Son of Janus

In one of my Genovan posts I casually mentioned the city’s name being derived from Janus.  This is far from certain as there are other theories about the origins of the name (including the Italian word for knee!), but the presence of the great statue in the Palazzo Bianco was enough to convince me of the Roman God’s influence.  Still, as we’ll see below, it’s possible that if the Genoese aren’t completely bought into claiming him he may have headed for the warmer climes of Sicily.

Janus is famously the two-faced deity who is god of transitions, which of course is why we have January named after him as one year moves into the next, but his patronage also extends to doorways, the transition between in and out.

A recent post by fellow blogger Staci di Anna Pollard reminded me just how many doorways I’d photographed on my trip to Sicily at Easter and prompted me to gather a selection together for this post.  (Believe me there are more!).

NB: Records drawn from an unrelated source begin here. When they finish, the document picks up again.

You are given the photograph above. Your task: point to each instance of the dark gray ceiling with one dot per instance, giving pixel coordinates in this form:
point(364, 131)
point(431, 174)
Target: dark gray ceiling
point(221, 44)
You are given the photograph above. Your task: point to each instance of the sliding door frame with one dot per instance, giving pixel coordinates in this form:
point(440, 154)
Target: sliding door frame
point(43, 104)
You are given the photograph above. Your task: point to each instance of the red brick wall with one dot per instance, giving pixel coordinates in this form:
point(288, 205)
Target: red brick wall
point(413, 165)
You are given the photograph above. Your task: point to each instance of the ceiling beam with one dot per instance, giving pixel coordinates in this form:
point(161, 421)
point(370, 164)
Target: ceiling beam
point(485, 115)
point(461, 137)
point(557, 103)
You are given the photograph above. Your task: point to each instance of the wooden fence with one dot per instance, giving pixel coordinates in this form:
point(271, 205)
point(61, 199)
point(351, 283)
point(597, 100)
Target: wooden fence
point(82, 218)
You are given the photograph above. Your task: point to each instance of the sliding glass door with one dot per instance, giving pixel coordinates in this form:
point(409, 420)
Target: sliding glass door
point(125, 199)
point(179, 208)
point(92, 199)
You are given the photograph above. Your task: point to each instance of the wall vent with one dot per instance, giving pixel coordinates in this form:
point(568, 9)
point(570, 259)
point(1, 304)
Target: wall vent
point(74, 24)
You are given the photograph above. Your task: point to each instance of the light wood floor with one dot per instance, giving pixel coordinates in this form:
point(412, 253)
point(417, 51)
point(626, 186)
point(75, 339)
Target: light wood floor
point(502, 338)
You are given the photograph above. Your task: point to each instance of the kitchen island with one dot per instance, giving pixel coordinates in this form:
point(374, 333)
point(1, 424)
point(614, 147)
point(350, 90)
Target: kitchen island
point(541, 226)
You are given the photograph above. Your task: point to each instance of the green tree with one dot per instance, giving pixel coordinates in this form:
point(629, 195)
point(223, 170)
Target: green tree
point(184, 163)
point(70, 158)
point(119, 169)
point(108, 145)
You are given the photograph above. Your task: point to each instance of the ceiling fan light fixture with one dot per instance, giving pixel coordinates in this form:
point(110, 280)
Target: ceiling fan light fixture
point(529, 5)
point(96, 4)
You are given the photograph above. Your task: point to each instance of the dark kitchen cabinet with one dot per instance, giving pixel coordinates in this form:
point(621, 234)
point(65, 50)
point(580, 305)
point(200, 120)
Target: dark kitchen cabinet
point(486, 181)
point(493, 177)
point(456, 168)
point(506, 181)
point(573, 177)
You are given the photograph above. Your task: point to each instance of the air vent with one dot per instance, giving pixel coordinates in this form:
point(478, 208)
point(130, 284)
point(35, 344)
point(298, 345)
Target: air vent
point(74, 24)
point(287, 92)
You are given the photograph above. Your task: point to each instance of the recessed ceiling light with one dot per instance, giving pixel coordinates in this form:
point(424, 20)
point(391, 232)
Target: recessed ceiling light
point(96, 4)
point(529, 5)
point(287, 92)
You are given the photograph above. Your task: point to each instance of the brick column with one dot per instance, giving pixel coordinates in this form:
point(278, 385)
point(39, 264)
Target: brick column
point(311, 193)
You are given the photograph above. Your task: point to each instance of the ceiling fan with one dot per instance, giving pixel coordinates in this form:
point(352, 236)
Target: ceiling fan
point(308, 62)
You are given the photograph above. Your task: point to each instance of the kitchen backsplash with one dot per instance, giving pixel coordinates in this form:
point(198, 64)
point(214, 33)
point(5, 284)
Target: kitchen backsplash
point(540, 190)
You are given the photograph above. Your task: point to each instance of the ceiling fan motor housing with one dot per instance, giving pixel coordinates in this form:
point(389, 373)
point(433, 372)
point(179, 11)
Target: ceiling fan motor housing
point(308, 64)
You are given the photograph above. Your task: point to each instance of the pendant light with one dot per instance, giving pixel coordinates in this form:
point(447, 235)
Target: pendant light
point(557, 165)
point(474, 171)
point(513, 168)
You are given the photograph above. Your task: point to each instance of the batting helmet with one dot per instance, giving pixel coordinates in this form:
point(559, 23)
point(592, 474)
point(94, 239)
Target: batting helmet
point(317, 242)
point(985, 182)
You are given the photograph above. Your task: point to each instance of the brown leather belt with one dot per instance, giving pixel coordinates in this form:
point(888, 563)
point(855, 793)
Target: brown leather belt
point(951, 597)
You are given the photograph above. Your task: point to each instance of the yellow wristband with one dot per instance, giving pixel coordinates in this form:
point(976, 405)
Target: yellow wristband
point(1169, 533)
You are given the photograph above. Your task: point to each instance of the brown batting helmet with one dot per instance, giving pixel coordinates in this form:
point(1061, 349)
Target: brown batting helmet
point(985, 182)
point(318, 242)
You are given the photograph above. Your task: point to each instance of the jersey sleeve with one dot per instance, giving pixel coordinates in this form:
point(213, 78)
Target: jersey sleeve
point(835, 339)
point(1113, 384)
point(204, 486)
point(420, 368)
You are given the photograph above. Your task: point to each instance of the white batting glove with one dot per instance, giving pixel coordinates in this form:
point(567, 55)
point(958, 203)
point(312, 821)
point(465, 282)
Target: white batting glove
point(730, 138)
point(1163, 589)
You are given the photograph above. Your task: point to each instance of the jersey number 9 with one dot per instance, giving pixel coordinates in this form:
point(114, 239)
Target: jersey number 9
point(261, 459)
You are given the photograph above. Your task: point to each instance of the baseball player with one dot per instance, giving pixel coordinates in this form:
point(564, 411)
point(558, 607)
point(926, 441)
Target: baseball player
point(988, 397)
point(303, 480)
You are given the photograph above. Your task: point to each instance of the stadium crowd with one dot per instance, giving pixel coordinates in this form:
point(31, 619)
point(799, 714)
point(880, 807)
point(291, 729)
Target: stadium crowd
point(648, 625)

Doorways in Italy always make for good photographs; whether for design, colour, texture or for the hidden scenes beyond and in Sicily I found another reason to be drawn to them; their size, or more precisely their lack of size.  Yes, the churches, opera houses, museums and public buildings have rather grand entrances as you’d expect, but up in the hill towns the homes of ordinary folk seemed to feature doorways that would require anyone of even above average height to bend or risk injury.

And so despite my attendance at two of Christianity’s most engaging festivals during my visit it seemed fitting in these days when journalistic balance is a hot topic that my trip should be influenced by this pagan god too.  Or am I just being two-faced?